Working with files is a common practice for any developer. Using awk not so much, even though it is IMHO one of the best tools for doing so:

  • The language is built for (1) text matching and (2) manipulation.
  • Working with small files is as easy as it is working with very large files.

Intending to spread the knowledge of the tool to more people, let's solve the challenge with AWK and get to know how you can effectively start using it today in your workflow. I assume you know well a programming language, your way around a (*nix) CLI and that we are using GNU awk.

The beginning of a not so usual program

As it is common with other Unix tools, it is better to break the program into smaller pieces, Awk programs bigger than ~150 lines are difficult to maintain.
Here are the different programs we are going to create:

  1. clean.awk will read input files, which are the original log files, and output a cleaner version of their content. Containing just the data we need to manipulate and use.
  2. scoreboard.awk will use the output from the previous program to produce the score boards for each game.

Let's create a walking skeleton to run and debug our progress while tackling the challenge:

$ mkdir /tmp/awk-quake
$ cd !$
$ curl --remote-name -L https://gist.githubusercontent.com/cloudwalk-tests/be1b636e58abff14088c8b5309f575d8/raw/df6ef4a9c0b326ce3760233ef24ae8bfa8e33940/qgames.log
$ tail qgames.log
 13:55 Kill: 3 4 6: Oootsimo killed Dono da Bola by MOD_ROCKET
 13:55 Exit: Fraglimit hit.
 13:55 score: 20  ping: 8  client: 3 Oootsimo
 13:55 score: 19  ping: 14  client: 6 Zeh
 13:55 score: 17  ping: 1  client: 2 Isgalamido
 13:55 score: 13  ping: 0  client: 5 Assasinu Credi
 13:55 score: 10  ping: 8  client: 4 Dono da Bola
 13:55 score: 6  ping: 19  client: 7 Mal
 14:11 ShutdownGame:
 14:11 ------------------------------------------------------------
$ cat clean.awk
{ print }
$ watch gawk -f parse.awk qgames.log

Above we:

  1. Downloaded qgames.log
  2. Created clean.awk that prints everything passed to it
  3. Executed the program every couple of seconds (with watch) to see its result while we change it in another session (to stop watch, use CTRL-C)

Let's change clean.awk to filter just the lines useful to us, and help us debug what to do with them:

BEGIN {
    FS = " "
    LFS = "\n"
}
/Init/ { print }
/kill/ { debug_fields() }

function debug_fields()
{
    for (i = 1; i <= NF; i++) {
        printf("%d: %s\n", i, $i)
    }
}

Don't despair yet, it is pretty simple what we are doing:

  1. BEGIN is a special block, that gets executed once at the start of the parsing:
    1. We use it to (re-)define some special variables:
      1. FS defines the field separator (space).

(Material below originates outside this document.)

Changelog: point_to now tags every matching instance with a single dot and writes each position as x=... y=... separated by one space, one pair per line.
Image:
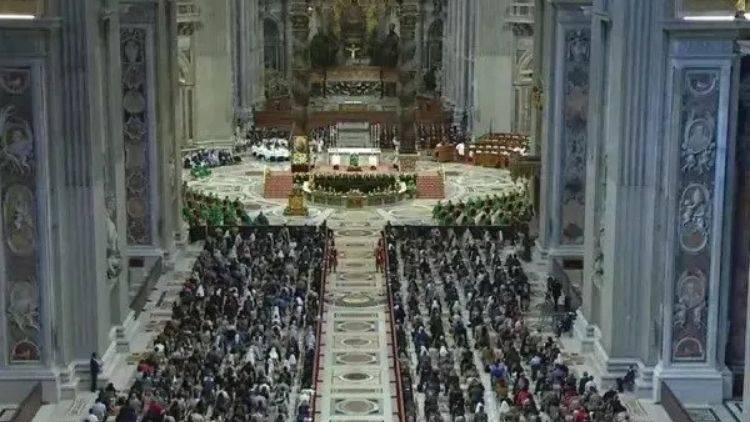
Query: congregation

It is used to break a matching line into a smaller array of objects.
      2. LFS defines the line separator (new line). Everything until that character will be treated as a line.
  2. /match/ { action } blocks execute a set of actions when a match (regex supported) is found:
    1. /Init/ { print } prints every line that has Init on it, without doing anything more.
    2. /kill/ { debug_fields() } executes the debug_fields() function for every line that has a matching kill string on it.
    3. Every line that doesn't match the rules above is ignored.
  3. function debug_fields() prints all fields identified after breaking the line with FS:

    1. NF is a special variable containing the number of fields parsed for the current line.
    2. $n is the field n parsed. Inside the loop $i will become $1,
      $2 and $3 allowing us to retrieve the contents of every field on that
      line, displaying something like:

      1: 20:54                                     
      2: Kill:
      3: 1022
      4: 2
      5: 22:
      6: 
      7: killed
      8: Isgalamido
      9: by
      10: MOD_TRIGGER_HURT
      
    3. The output above is useful to debug the current line contents we can work with. Try changing debug_fields() action to print $6 " killed " $8.

With little changes, we can use $6 (killer) and $8 (killed) to display who killed who, which is pretty much everything we need.